Cosmos-1.0-Diffusion-7B-Text2World Open-Source Model - Generate High-Quality Physically-Aware Videos Based on Text Input

Cosmos 1.0 Diffusion 7B Text2World

Developed by nvidia

A multimodal world foundation model based on diffusion architecture developed by NVIDIA, capable of generating high-quality physics-aware videos from text inputs

Text-to-Video Open Source License:Other #Physics-aware Video Generation #Multimodal Diffusion Model #High Frame Rate Video Synthesis

Downloads 5,011

Release Time : 1/7/2025

Model Overview

Cosmos is a high-performance pre-trained world foundation model series specifically designed for physics-aware video generation and physics AI development, supporting dynamic video generation from text, image, or video inputs

Model Features

Multimodal Input Support

Supports text, images, or videos as input conditions to generate coherent video sequences

Physics-aware Generation

Generated videos exhibit physical plausibility, suitable for physics AI development applications

Commercial-friendly License

Allows commercial use and creation of derivative models, NVIDIA does not claim ownership of output content

Safety Guardrail Mechanism

Built-in safety components prevent inappropriate content generation, circumvention mechanisms will result in license termination

Model Capabilities

Text-to-Video Generation

Video Prediction (based on first frame)

Multi-resolution Output

Variable Frame Rate Control

Use Cases

Entertainment Media

Short Video Content Generation

Automatically generates short video content based on script descriptions

5-second 1280x704 resolution video

Physics Simulation

Physical Phenomenon Prediction

Predicts object motion trajectories based on initial states

120-frame physically plausible motion sequence

🚀 Cosmos-1.0-Diffusion: A Suite of Diffusion-based World Foundation Models

Cosmos-1.0-Diffusion is a collection of diffusion-based world foundation models that can generate dynamic, high-quality videos from text, image, or video inputs, serving as a building block for various world generation applications.

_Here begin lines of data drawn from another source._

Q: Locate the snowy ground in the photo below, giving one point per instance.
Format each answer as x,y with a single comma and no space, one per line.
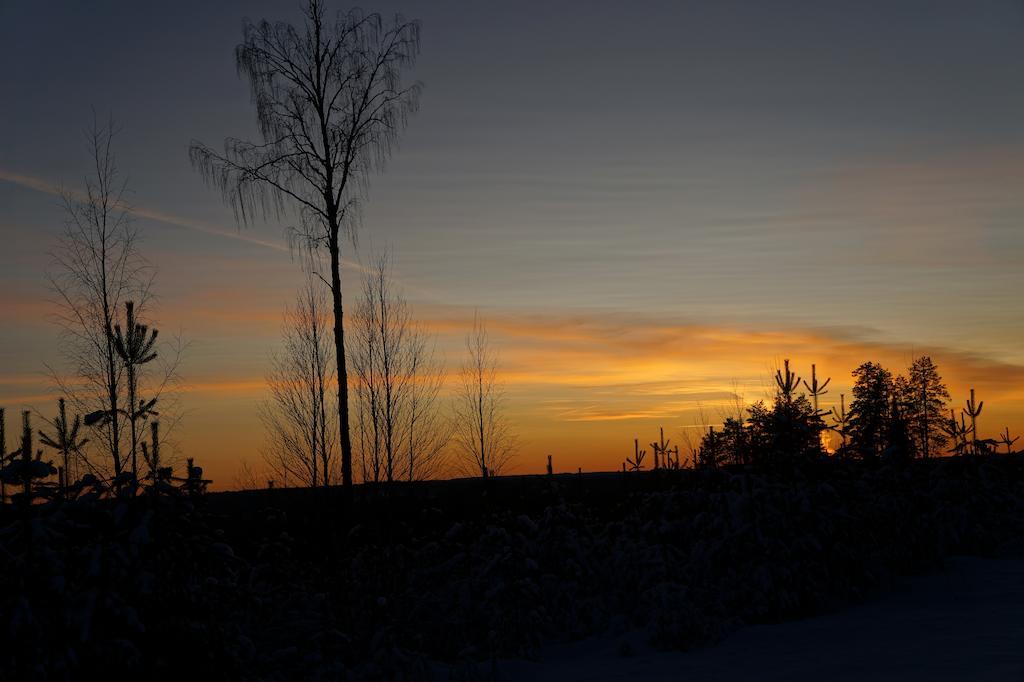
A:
964,624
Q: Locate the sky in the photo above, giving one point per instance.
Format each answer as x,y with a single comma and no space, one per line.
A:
650,204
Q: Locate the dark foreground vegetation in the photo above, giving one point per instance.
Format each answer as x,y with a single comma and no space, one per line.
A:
439,578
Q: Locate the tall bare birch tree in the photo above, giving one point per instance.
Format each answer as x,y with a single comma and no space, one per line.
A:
331,103
400,432
96,269
482,436
299,416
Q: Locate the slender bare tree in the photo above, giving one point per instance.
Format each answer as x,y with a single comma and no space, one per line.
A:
298,417
482,434
96,267
331,103
400,431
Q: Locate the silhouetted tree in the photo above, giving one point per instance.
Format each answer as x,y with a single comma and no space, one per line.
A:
898,444
841,424
135,347
923,399
869,410
957,430
482,434
973,410
66,440
1007,440
330,102
636,464
298,417
96,267
401,432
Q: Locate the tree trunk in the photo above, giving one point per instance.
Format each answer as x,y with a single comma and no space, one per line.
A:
339,350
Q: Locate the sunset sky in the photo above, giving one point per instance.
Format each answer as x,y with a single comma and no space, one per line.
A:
650,204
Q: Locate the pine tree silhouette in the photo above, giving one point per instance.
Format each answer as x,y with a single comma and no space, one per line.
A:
65,440
135,347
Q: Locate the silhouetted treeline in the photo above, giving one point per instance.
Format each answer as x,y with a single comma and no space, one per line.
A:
890,418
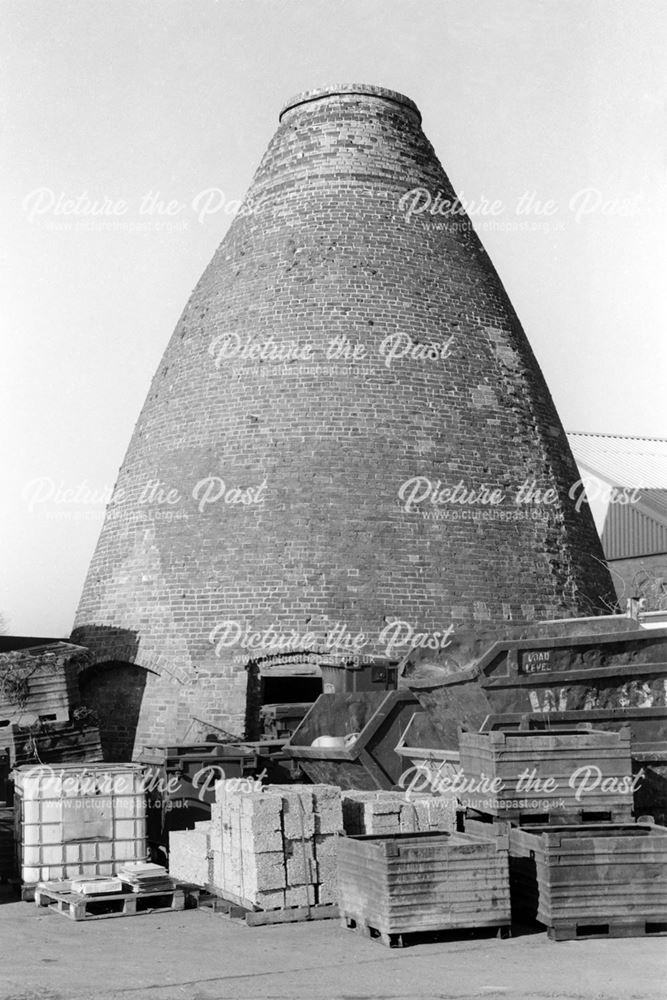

Cosmos | Code | Paper | Paper Website

🚀 Quick Start

For detailed usage, please refer to Cosmos. Cosmos can also be used with Diffusers!

import torch
from diffusers import CosmosTextToWorldPipeline
from diffusers.utils import export_to_video

model_id = "nvidia/Cosmos-1.0-Diffusion-7B-Text2World"
pipe = CosmosTextToWorldPipeline.from_pretrained(model_id, torch_dtype=torch.bfloat16)
pipe.to("cuda")

prompt = "A sleek, humanoid robot stands in a vast warehouse filled with neatly stacked cardboard boxes on industrial shelves. The robot's metallic body gleams under the bright, even lighting, highlighting its futuristic design and intricate joints. A glowing blue light emanates from its chest, adding a touch of advanced technology. The background is dominated by rows of boxes, suggesting a highly organized storage system. The floor is lined with wooden pallets, enhancing the industrial setting. The camera remains static, capturing the robot's poised stance amidst the orderly environment, with a shallow depth of field that keeps the focus on the robot while subtly blurring the background for a cinematic effect."

output = pipe(prompt=prompt).frames[0]
export_to_video(output, "output.mp4", fps=30)

Find more information in the diffusers documentation.

✨ Features

High-Performance Video Generation: Cosmos diffusion models can generate dynamic, high-quality videos from text, image, or video inputs, which can be used as building blocks for various world generation applications.
Multiple Model Versions: In the Cosmos 1.0 release, the Cosmos Diffusion WFM family includes multiple models, such as 7B Text2World, 14B Text2World, 7B Video2World, and 14B Video2World, to meet different application scenarios.
Commercial Usability: Under the NVIDIA Open Model License, the models are commercially usable, and users can freely create and distribute derivative models.

📦 Installation

The original README does not provide installation steps, so this section is skipped.

💻 Usage Examples

Basic Usage

import torch
from diffusers import CosmosTextToWorldPipeline
from diffusers.utils import export_to_video

model_id = "nvidia/Cosmos-1.0-Diffusion-7B-Text2World"
pipe = CosmosTextToWorldPipeline.from_pretrained(model_id, torch_dtype=torch.bfloat16)
pipe.to("cuda")

prompt = "A sleek, humanoid robot stands in a vast warehouse filled with neatly stacked cardboard boxes on industrial shelves. The robot's metallic body gleams under the bright, even lighting, highlighting its futuristic design and intricate joints. A glowing blue light emanates from its chest, adding a touch of advanced technology. The background is dominated by rows of boxes, suggesting a highly organized storage system. The floor is lined with wooden pallets, enhancing the industrial setting. The camera remains static, capturing the robot's poised stance amidst the orderly environment, with a shallow depth of field that keeps the focus on the robot while subtly blurring the background for a cinematic effect."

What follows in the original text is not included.